Perhaps because its size was so small—“only” $59 million—the press paid little attention to Kmart’s recent settlement of False Claims Act (FCA) litigation in which it was accused of overcharging Medicare, Medicaid, Tricare, and private insurers for generic drugs.
But it is worth discussing both the conduct that got Kmart in trouble and the way that conduct came to light. The former shows how dysfunctional the market for pharmaceuticals is and the latter nicely demonstrates the severe limits on the government’s ability to police fraud and abuse.
The nub of Kmart’s scheme was that it sold generic drugs to cash-paying customers at very low prices while charging governmental payers vastly more. For example, Kmart sold a 30-day supply of a generic version of a prescription drug for $5 to cash customers, but then billed Medicare $152 for that same drug. Because pharmacies can only bill the government for their “usual and customary charges,” Kmart was pocketing millions of dollars that it was not entitled to.
When it announced the settlement, the DOJ said, as it always does, that “[t]he government’s resolution of this matter illustrates the government’s emphasis on combating health care fraud.” In truth, both the success of Kmart’s scheme and the settlement show exactly the opposite: The government can neither prevent nor police even the most obvious forms of health care fraud. We make this point at length in our forthcoming book, Overcharged: Why Americans Pay Too Much For Health Care.
Consider a few facts. While public payers were happily paying Kmart’s inflated bills, they were also receiving bills from Walmart that accurately stated the far lower market price for the very same drugs. When James Garbe, the pharmacist who discovered what Kmart was doing, had a prescription for 90 days of blood pressure medication (Lisinopril/HCTZ) filled at Walmart, it billed the government $2—the difference between his copay ($10) and Walmart’s cash price ($12). When he had the exact same prescription filled at Kmart, it billed the government $50.84, even though the charge should only have been $5 because Kmart’s cash price was $15. No one in the government (or at the private carrier that administered the part D program for Medicare) wondered why Kmart’s charge was 25 times as much as Walmart’s, even though the two stores compete directly with one another.
Nor did anyone responsible for protecting taxpayers’ dollars bother to look at Kmart’s website, where it posted its cash prices for pharmaceuticals. Kmart’s “Preferred Generic Drug List” shows that a 90-day supply of Garbe’s high blood pressure medication cost at most $15—far less than the $60.84 that Kmart was charging.
By examining hundreds of Kmart’s billing records, Garbe learned that overcharges for cheap generic drugs were routine. Kmart charged cash-paying customers $5 for 30-day supplies of four commonly dispensed generic drugs (simvastatin, pravastatin, tramadol, and sertraline), but it charged the government $152.97, $148.97, $77.09, and $92.97, respectively. All of these bills, as well as those for many other generic drugs, should have set off warning bells. None did. And, this wasn’t a one-time thing. Over a twelve-year period Kmart over-billed the government for generic drugs in forty-six states! But for the efforts of Garbe and his lawyers, the government would still be paying too much for generic drugs today. The harm to taxpayers is clear, but patients also ended up bearing some of these inflated costs.
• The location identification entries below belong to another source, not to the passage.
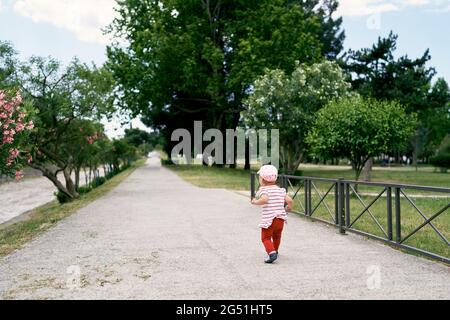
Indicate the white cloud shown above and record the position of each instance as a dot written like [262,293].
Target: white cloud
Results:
[85,18]
[370,7]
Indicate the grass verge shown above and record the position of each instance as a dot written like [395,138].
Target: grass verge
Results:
[43,218]
[426,239]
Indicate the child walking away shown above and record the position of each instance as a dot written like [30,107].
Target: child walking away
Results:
[273,200]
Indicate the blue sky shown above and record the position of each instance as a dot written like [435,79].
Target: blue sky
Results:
[68,28]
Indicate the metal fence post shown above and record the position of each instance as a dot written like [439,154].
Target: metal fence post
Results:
[341,210]
[389,212]
[252,185]
[398,222]
[307,197]
[347,205]
[336,203]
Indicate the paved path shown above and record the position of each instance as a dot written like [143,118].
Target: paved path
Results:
[157,237]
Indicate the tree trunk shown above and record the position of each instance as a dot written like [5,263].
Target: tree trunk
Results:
[54,179]
[70,186]
[247,154]
[77,177]
[367,170]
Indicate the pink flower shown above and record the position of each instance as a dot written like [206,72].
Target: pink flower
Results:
[8,139]
[20,127]
[19,175]
[9,162]
[14,153]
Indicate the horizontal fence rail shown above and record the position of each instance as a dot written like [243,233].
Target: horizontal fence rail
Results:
[414,218]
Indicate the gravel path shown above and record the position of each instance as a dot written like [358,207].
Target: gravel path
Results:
[158,237]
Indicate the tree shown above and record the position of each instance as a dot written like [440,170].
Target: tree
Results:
[360,128]
[8,65]
[15,127]
[196,60]
[375,73]
[145,141]
[62,98]
[289,104]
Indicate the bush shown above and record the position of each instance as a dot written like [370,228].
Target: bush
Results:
[62,198]
[442,161]
[84,190]
[97,182]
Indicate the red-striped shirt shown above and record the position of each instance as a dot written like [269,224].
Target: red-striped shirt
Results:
[275,207]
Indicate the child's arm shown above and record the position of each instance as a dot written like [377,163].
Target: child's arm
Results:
[261,201]
[289,202]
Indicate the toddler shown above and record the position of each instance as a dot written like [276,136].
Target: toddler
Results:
[273,200]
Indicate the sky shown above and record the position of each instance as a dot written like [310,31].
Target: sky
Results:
[68,28]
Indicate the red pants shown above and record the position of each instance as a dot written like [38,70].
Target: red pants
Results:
[271,237]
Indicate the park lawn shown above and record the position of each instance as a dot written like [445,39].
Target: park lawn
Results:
[41,219]
[425,176]
[426,239]
[239,179]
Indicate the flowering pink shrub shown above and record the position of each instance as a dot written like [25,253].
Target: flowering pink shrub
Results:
[14,127]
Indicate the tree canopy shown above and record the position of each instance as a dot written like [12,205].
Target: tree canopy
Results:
[180,61]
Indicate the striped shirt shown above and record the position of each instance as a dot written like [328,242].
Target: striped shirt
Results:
[275,207]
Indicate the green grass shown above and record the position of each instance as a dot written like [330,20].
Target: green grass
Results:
[239,179]
[426,239]
[425,176]
[206,177]
[43,218]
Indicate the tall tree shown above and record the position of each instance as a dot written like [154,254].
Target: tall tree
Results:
[375,72]
[358,128]
[8,65]
[63,97]
[289,103]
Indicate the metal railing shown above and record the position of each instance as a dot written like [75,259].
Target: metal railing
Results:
[346,196]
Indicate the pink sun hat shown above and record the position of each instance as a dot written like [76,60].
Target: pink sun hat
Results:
[268,173]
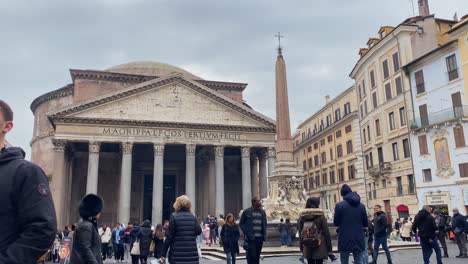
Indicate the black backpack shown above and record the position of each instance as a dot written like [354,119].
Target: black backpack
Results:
[311,235]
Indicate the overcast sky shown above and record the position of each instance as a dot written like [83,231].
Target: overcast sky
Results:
[216,40]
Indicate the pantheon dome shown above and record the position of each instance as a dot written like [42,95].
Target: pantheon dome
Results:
[150,68]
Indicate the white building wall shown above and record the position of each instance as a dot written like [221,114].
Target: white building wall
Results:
[452,190]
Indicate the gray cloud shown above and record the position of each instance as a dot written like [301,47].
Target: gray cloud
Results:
[220,40]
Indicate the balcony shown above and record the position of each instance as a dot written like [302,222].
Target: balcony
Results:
[380,169]
[440,117]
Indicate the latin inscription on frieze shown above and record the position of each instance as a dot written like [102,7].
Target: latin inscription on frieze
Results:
[170,133]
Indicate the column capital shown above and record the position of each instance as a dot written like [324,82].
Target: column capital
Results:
[254,155]
[245,152]
[271,152]
[158,149]
[219,151]
[127,147]
[59,144]
[94,146]
[190,149]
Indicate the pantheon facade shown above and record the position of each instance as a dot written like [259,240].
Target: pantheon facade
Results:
[140,134]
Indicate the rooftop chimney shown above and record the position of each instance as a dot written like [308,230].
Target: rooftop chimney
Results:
[423,7]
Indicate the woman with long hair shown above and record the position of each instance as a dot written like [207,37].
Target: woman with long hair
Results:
[230,235]
[315,241]
[181,237]
[158,240]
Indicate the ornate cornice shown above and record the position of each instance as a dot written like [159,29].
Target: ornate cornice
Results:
[219,151]
[245,152]
[271,152]
[127,148]
[110,76]
[158,149]
[94,147]
[160,82]
[59,144]
[104,121]
[190,149]
[62,92]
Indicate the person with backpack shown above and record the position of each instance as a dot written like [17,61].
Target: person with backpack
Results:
[350,219]
[315,240]
[441,223]
[460,226]
[427,229]
[380,234]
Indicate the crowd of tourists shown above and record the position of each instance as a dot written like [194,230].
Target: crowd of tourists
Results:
[28,226]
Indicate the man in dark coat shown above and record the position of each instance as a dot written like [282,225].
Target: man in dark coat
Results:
[380,234]
[441,223]
[253,224]
[427,229]
[86,247]
[28,222]
[459,227]
[350,219]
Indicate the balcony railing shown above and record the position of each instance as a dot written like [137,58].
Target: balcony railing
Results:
[380,169]
[440,117]
[453,74]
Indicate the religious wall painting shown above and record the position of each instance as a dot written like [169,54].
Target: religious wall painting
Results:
[442,154]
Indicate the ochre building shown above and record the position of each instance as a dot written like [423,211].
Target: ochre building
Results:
[140,134]
[327,148]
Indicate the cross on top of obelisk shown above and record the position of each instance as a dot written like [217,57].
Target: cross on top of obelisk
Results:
[279,36]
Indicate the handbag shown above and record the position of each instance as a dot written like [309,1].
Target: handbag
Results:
[136,248]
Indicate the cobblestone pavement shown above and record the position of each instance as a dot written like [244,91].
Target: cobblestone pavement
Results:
[402,256]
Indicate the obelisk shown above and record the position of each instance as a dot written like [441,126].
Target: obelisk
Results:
[287,186]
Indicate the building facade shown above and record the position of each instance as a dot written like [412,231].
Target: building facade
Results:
[141,134]
[327,148]
[438,125]
[384,103]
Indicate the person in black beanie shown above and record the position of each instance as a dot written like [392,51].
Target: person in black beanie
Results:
[86,247]
[350,219]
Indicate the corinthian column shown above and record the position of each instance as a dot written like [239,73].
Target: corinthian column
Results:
[254,174]
[262,175]
[93,168]
[60,181]
[219,169]
[246,186]
[158,181]
[190,174]
[125,183]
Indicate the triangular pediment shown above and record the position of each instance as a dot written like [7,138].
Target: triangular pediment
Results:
[170,99]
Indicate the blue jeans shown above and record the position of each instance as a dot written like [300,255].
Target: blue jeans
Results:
[427,246]
[377,242]
[231,258]
[284,238]
[357,256]
[365,256]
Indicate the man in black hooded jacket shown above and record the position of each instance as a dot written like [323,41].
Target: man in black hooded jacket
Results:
[28,222]
[427,231]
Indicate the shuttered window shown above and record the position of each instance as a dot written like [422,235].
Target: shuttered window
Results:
[419,78]
[396,62]
[385,69]
[388,91]
[452,68]
[398,85]
[424,116]
[423,145]
[463,169]
[459,136]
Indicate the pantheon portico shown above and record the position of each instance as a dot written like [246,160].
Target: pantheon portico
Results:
[141,134]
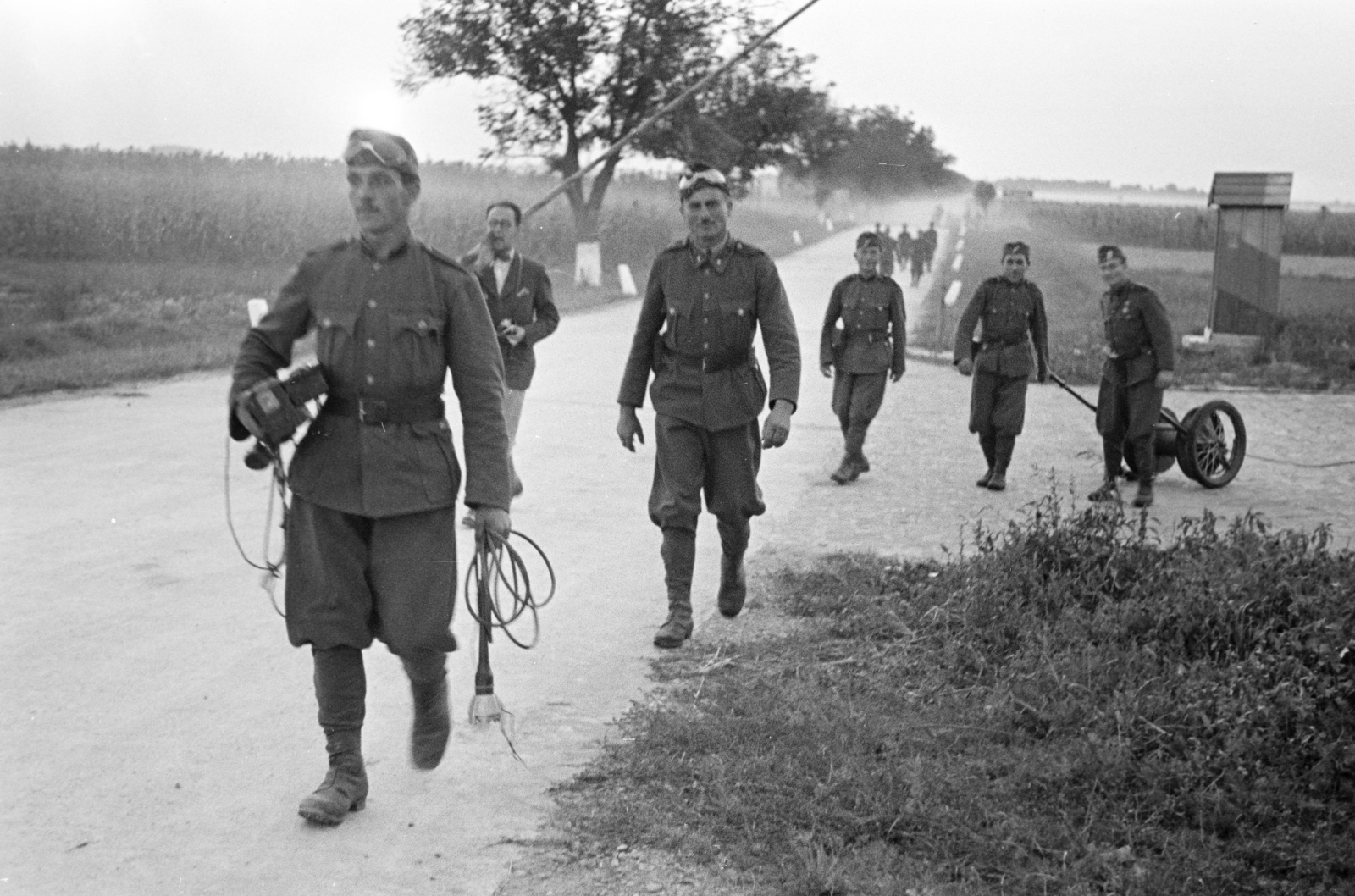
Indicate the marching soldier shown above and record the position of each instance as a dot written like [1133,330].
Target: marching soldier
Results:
[1140,361]
[1011,309]
[860,356]
[372,539]
[705,301]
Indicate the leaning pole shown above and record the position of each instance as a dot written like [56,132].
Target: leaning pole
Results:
[589,255]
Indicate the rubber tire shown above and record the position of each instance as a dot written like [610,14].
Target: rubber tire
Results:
[1199,440]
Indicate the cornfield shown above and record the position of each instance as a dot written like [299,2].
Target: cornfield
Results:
[1185,227]
[203,209]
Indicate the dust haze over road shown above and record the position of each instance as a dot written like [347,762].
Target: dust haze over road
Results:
[160,729]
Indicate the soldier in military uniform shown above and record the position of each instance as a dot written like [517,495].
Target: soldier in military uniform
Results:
[1140,361]
[705,301]
[860,354]
[521,305]
[372,550]
[1011,311]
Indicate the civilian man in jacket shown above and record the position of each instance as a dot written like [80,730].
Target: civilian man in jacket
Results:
[705,301]
[372,546]
[521,305]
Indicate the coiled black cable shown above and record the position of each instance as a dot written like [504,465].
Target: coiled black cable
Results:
[501,570]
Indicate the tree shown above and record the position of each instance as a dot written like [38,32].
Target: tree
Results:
[571,76]
[984,194]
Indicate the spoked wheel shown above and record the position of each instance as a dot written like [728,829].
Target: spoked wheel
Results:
[1214,444]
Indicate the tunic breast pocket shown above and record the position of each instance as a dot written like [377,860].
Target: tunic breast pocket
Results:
[418,358]
[334,339]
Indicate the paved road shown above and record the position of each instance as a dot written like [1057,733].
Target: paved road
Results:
[159,731]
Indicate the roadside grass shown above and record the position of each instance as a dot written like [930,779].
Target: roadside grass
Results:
[1314,350]
[1070,705]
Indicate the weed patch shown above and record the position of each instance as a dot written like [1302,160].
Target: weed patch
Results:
[1074,705]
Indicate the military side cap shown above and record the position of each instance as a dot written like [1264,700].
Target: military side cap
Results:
[700,175]
[1108,252]
[370,147]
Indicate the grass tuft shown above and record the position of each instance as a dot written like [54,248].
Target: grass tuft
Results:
[1072,705]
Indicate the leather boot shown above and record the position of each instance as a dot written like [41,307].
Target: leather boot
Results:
[679,553]
[431,726]
[1003,446]
[1147,462]
[987,444]
[345,788]
[733,586]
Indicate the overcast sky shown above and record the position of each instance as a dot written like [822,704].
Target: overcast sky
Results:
[1135,91]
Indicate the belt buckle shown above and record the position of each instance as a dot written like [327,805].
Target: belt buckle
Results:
[370,411]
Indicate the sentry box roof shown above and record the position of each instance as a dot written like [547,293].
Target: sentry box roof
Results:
[1251,189]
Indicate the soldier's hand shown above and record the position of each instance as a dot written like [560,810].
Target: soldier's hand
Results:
[629,429]
[492,519]
[777,427]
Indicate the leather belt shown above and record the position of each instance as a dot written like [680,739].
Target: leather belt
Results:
[376,411]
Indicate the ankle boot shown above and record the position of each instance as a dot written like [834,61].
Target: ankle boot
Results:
[679,553]
[431,726]
[345,788]
[987,442]
[1003,446]
[733,586]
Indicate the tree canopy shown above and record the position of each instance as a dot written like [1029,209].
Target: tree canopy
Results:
[572,76]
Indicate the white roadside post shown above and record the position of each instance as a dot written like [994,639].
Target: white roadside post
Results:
[589,264]
[628,282]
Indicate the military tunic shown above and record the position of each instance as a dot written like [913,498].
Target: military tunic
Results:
[1013,316]
[867,349]
[695,332]
[372,539]
[1138,345]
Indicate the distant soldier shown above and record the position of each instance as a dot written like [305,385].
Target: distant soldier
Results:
[930,237]
[887,252]
[521,304]
[860,356]
[904,247]
[918,259]
[705,301]
[1140,361]
[1013,313]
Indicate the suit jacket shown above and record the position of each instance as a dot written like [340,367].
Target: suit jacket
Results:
[388,329]
[526,300]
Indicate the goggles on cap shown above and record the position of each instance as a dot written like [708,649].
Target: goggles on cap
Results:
[693,180]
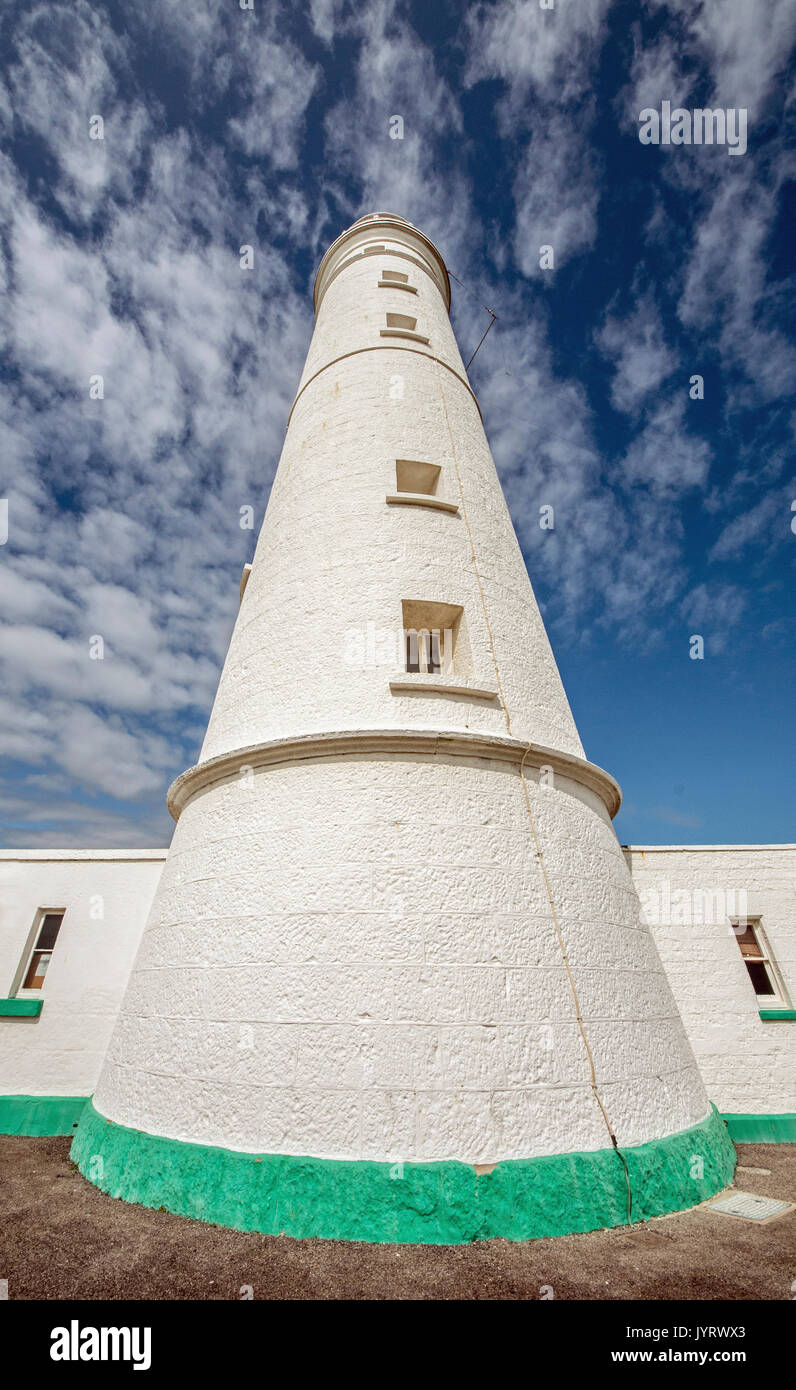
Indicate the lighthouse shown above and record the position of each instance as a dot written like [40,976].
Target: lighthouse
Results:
[395,983]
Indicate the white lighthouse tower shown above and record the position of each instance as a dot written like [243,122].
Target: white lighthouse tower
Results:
[395,984]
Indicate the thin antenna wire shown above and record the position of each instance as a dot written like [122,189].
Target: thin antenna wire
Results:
[484,306]
[489,325]
[536,432]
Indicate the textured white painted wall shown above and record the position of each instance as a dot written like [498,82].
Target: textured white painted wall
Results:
[61,1051]
[356,957]
[748,1065]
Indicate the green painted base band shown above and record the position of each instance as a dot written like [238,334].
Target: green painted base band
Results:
[414,1203]
[761,1129]
[40,1114]
[21,1008]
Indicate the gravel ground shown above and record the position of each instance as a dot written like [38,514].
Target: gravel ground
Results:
[63,1239]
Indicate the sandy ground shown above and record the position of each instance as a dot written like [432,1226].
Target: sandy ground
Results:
[63,1239]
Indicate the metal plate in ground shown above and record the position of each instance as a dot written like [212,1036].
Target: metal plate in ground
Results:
[750,1207]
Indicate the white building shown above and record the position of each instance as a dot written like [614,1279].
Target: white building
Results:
[395,983]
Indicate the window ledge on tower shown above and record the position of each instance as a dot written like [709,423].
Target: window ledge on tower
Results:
[420,499]
[423,684]
[403,332]
[395,284]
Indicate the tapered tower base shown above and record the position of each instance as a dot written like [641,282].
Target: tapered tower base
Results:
[428,1204]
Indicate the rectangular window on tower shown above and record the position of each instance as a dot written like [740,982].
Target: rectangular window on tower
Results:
[45,937]
[396,280]
[402,325]
[434,638]
[757,961]
[418,478]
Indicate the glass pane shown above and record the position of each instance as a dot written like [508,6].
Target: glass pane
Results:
[759,976]
[411,652]
[36,970]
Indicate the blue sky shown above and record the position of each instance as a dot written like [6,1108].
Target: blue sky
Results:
[270,127]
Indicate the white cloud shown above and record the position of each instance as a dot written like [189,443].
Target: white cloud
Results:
[642,357]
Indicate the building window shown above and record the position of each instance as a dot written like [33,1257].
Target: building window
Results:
[435,642]
[42,952]
[757,959]
[417,477]
[396,280]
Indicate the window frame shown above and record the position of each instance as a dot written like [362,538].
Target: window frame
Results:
[20,990]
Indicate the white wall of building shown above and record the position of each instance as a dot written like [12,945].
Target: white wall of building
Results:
[352,954]
[748,1065]
[60,1051]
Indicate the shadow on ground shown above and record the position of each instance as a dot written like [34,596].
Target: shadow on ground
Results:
[63,1239]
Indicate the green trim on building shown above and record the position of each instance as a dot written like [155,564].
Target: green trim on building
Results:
[14,1008]
[434,1204]
[40,1114]
[761,1129]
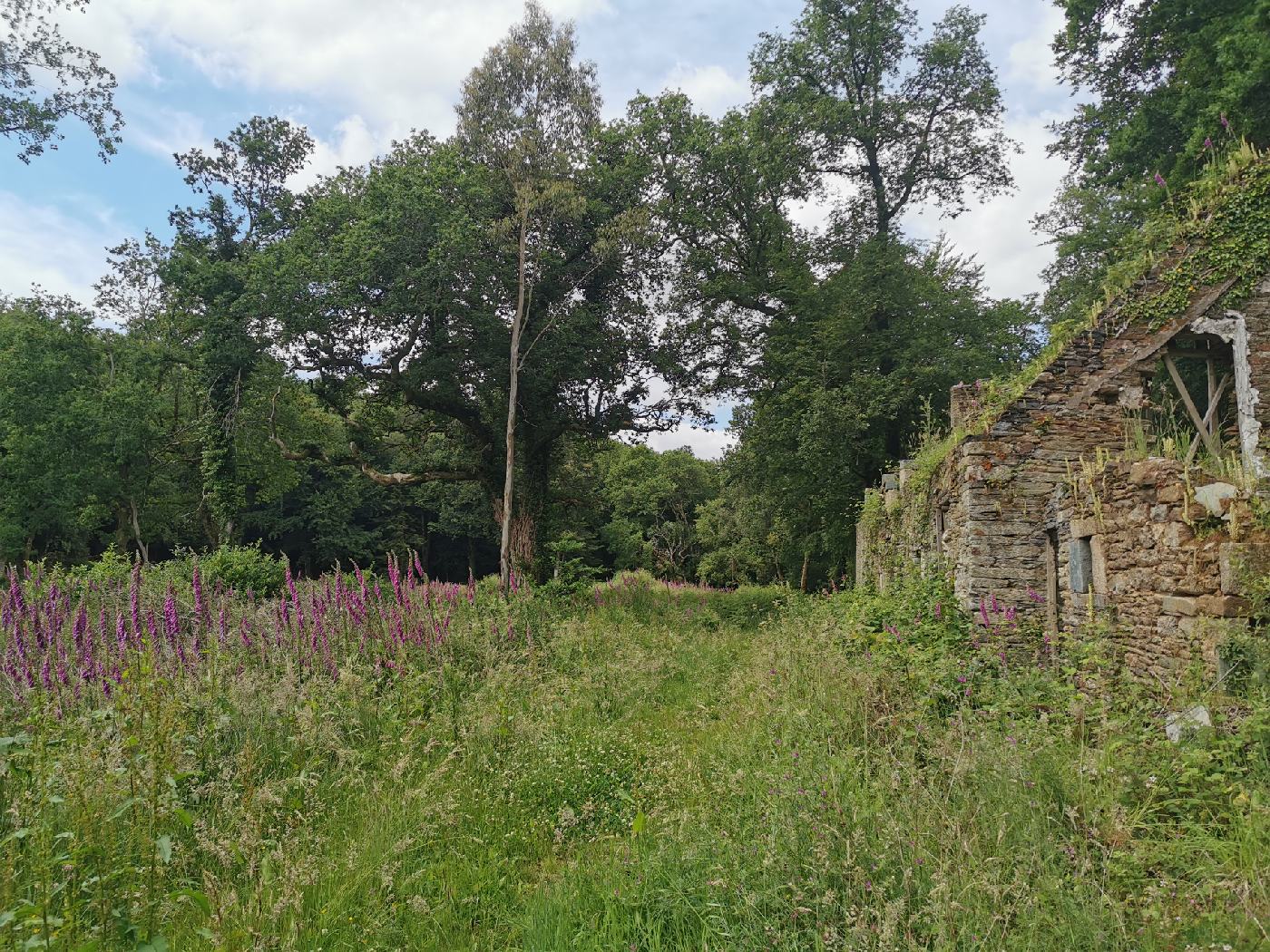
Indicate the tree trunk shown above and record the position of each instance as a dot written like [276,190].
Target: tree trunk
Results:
[136,533]
[504,552]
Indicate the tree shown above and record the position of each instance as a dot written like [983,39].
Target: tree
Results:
[399,291]
[904,121]
[530,113]
[1170,84]
[248,207]
[44,80]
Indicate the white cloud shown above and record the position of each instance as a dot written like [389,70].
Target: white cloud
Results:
[162,131]
[44,245]
[1031,61]
[393,63]
[353,145]
[999,231]
[707,444]
[710,88]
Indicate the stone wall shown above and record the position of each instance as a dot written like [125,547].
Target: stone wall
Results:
[1165,568]
[1001,505]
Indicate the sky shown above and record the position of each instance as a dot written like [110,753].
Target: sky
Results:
[359,73]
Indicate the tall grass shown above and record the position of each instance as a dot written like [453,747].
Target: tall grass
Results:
[640,767]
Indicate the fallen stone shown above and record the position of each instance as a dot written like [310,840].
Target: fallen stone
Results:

The settlement also makes another point that we develop in Overcharged: providers are constantly gaming the government’s payment rules. Every bill that a government payer receives might be fraudulent or abusive, in whole or in part. Consequently, fraud and abuse will flourish unless and until all bills are carefully reviewed and punishments are ramped up to the point where providers are deterred—which likely means throwing people in jail. But the government will never agree to bear the cost of reviewing the billions of bills that it receives every year, and providers will use all of their considerable political clout to prevent pre-payment audits from happening. They’ll kill any attempt to increase the penalties for fraud too, and they’ll continue their efforts to neuter whistle-blowers.
If we want to address these problems, we need to change tactics. When we start paying for medications and other medical treatments directly, fraud will largely disappear. Kmart couldn’t have billed cash-paying customers exorbitant amounts for generic drugs when the identical items were available much more cheaply at the Walmart around the corner. As long as we keep relying on third party payment (whether governmental or private), we’ll continue to play a losing game of Whac-A-Mole against fraudulent and abusive providers—a losing game because there are far more moles than there are mallets with which to whack them.
David A. Hyman and Charles Silver are professors at the Georgetown Law Center and the School of Law at the University of Texas at Austin, respectively, and coauthors of Overcharged: Why Americans Pay Too Much For Health Care, which will be published by the Cato Institute in April, 2018.